Salvatore Ferragamo – Designer for the Stars
How can an inspired youth develop his skill set to such a high level that his craft becomes a world-wide symbol of glamor, prestige and haute couture?
Salvatore Ferragamo was born in Naples, Italy, in 1898. His parents were poor farmers and could not buy shoes, so Ferragamo, at age 9, borrowed materials and made them himself. At 14, after studying shoemaking in Naples, he opened a shop for hand sewn shoes for women. At age 16, he traveled to California and opened a shoemaking shop in Santa Barbara.
From 1914 to 1923, Farragamo created footwear for the American Film Company. He then relocated to Hollywood and became the “shoemaker of dreams.” For more than 30 years he shod the stars, from Lillian Gish in the first silent films, to Marilyn Monroe in The Seven Year Itch. Worried that his shoes were aesthetically pleasing but anatomically hurtful, Farragamo studied anatomy. After much experimentation, he used this knowledge to perfect a steel instep arch support, making his shoes significantly more comfortable.
Ever the inventor, Farragamo began to experiment with new materials such as needlepoint, lace, hemp, cellophane, raffia, cork, and even fish skin. With a shortage of materials due to WWII, Ferragamo adapted wood and cork into platform soles and inserted cellophane in place of straps. Inspired by the Italian Renaissance, Ferragamo resurrected the chopine, thus inventing our modern wedge heel. The inventor of several trends, like the famous ‘Vera pumps’ and ‘Cage Heels,’ which became icons in their own right, his designs continueto be seen on Hollywood’s biggest stars.
Chuck Taylor
How can one single player through savvy marketing insights and business acumen relabel a product and revolutionize an industry?
In 1921, the Converse Rubber Shoe Company signed the endorsement deal that would significantly change sports marketing and the industry. Professional baller turned salesman Chuck Taylor became Converse’s first player-endorser and became the name behind basketball’s first technical product, the “Chuck Taylor.” But this endorsed athlete agreement turned into something far more meaningful to the footwear industry: the first “signature sneaker” of all-time. Chuck immediately became involved in the design process, helping develop the canvas and vulcanized rubber product beyond the original 1917 creation. His input led to features such as increased ankle support and re-engineering of the rubber compound to increase traction and durability. Taylor, through his savvy understanding of the sporting arena used his influence to promote himself as the sports world’s first professional ambassador thus linking the world of athlete-to-product and paving the road for the future Chamberlain, Bird, Jordan, LeBron and Durant.
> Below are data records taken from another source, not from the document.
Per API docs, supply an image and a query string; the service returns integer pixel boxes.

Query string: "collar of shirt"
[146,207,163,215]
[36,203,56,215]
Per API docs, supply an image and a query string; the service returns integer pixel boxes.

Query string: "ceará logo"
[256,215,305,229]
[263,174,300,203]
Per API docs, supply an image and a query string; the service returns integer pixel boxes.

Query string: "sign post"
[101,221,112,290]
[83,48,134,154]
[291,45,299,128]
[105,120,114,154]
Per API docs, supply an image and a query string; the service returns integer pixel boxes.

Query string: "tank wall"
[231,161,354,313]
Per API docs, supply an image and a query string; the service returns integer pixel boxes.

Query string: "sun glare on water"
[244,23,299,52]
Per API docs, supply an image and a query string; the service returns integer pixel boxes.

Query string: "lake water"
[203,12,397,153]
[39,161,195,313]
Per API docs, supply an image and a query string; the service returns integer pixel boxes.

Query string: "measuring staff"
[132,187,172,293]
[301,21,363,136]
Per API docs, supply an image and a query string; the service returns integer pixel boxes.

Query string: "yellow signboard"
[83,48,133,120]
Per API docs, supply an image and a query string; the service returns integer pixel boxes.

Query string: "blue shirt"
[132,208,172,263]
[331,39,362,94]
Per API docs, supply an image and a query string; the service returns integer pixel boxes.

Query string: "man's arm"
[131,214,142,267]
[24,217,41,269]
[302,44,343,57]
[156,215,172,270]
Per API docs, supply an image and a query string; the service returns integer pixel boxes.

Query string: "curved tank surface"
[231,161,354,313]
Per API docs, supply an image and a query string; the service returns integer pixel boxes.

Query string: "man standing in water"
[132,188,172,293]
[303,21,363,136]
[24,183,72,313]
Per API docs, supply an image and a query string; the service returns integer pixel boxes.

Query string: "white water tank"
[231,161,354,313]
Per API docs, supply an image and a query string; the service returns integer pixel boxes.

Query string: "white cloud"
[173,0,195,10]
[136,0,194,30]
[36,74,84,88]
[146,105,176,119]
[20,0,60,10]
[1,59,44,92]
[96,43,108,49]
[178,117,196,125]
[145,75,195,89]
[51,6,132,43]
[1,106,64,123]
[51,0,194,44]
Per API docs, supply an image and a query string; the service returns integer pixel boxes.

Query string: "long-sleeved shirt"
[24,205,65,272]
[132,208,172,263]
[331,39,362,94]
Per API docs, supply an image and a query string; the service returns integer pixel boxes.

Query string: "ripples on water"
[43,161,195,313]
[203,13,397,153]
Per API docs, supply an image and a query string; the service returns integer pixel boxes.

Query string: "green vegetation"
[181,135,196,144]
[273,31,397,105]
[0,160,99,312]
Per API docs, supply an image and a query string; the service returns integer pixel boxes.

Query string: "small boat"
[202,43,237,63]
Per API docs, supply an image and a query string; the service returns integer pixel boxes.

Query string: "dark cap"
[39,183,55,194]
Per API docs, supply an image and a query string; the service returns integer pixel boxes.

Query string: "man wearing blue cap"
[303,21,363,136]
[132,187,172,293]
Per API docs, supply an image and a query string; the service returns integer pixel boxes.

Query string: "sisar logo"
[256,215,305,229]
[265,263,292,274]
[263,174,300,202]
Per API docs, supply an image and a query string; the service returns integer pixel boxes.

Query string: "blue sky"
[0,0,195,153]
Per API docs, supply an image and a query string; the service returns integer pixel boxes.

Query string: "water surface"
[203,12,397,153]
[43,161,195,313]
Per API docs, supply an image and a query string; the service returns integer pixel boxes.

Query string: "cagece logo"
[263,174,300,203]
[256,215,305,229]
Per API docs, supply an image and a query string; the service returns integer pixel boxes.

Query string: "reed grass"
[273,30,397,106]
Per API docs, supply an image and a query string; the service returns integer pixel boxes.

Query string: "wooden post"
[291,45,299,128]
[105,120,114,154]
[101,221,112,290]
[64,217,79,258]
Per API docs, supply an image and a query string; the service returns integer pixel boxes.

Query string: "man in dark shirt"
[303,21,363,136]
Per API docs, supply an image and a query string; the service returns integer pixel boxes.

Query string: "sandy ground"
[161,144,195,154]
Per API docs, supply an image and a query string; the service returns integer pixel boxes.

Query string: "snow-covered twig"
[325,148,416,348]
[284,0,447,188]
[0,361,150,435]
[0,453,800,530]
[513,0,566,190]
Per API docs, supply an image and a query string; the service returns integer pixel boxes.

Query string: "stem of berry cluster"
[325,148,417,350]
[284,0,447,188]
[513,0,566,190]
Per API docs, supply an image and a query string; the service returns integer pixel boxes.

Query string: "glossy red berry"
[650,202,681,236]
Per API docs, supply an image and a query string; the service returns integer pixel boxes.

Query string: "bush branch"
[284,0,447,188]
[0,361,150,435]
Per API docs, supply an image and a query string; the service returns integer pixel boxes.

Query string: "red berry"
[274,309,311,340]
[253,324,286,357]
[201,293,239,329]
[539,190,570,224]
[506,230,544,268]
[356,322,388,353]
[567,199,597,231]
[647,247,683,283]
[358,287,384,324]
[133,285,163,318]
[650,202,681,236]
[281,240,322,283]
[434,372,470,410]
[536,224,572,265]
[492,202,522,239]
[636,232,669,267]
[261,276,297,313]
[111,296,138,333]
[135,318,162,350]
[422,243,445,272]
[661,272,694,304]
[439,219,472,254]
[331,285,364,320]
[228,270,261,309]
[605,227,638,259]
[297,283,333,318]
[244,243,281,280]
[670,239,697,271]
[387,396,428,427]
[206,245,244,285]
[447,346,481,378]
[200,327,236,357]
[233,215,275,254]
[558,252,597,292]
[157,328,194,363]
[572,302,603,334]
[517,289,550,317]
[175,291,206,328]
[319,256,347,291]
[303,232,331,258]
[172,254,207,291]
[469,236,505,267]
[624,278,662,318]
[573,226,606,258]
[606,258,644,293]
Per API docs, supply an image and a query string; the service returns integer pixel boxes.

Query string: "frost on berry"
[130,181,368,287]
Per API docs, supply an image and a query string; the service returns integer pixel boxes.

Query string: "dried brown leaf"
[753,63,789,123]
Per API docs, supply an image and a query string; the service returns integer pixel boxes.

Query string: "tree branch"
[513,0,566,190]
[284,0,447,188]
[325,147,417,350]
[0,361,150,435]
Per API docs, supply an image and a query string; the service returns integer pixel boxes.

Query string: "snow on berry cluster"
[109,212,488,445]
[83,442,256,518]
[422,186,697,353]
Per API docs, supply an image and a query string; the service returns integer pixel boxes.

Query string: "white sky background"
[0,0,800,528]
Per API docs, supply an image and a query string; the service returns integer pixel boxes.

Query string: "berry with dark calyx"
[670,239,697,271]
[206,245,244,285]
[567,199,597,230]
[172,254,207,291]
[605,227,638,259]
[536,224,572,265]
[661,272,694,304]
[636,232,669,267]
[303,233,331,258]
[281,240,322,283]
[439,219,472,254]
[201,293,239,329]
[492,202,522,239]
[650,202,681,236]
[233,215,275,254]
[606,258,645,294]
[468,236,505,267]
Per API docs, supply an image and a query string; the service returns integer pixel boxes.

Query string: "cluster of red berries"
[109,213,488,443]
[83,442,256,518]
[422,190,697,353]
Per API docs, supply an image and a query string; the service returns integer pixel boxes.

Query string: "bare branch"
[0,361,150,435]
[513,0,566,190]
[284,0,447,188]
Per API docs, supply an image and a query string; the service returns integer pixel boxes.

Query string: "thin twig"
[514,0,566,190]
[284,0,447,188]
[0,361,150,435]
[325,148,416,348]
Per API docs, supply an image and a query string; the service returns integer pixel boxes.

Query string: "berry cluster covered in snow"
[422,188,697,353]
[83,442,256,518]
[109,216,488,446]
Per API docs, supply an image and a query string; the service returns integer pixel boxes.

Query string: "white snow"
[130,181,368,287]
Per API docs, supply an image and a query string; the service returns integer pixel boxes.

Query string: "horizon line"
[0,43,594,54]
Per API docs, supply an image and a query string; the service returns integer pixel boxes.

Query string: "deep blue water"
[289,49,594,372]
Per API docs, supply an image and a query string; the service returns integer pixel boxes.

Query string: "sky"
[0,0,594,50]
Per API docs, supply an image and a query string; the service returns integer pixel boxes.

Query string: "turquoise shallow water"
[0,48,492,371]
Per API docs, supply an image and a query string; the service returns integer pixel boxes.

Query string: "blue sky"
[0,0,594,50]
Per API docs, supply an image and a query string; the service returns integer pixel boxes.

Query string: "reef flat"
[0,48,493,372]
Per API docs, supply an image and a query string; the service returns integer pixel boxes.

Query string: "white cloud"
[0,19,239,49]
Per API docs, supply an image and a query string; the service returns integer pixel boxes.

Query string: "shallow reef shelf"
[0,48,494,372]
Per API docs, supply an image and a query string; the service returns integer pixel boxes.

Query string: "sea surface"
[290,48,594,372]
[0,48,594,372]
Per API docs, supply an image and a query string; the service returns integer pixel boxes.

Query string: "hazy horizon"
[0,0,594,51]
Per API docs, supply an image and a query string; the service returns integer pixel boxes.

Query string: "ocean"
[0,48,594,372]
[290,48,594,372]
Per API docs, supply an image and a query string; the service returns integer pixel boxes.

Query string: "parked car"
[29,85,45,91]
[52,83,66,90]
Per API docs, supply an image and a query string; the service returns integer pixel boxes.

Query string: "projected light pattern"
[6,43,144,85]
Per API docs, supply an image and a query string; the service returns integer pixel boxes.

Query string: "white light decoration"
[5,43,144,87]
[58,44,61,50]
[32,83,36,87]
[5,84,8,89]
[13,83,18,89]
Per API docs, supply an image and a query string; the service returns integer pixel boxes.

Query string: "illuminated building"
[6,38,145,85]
These past footwear influencers are remembered for their impact on our collective lives. Their creations improved our mobility. Their sensitivities led to new styles. And their skills, fortitude, and passion created jobs, formed companies, and improved economies. As the footwear world looks towards a new generation, there are numerous uncertainties. We don’t know what technology will upend longstanding production processes. We don’t know what cultural mores will drive new trends. As sport and work develop in new directions, we aren’t sure what needs new shoes will be required to fulfill. And we don’t know what unlikely fashion icons will arise, or how political machinations will drive local customs, or how a changing planet will change what we put on our feet.
But out of all this uncertainty, we can rely on one thing: there will always be a human mind behind the shoe. As we evolve, our shoes evolve with us. And as we look towards the past, we can know that the future of footwear will be reflective of the people behind the shoes.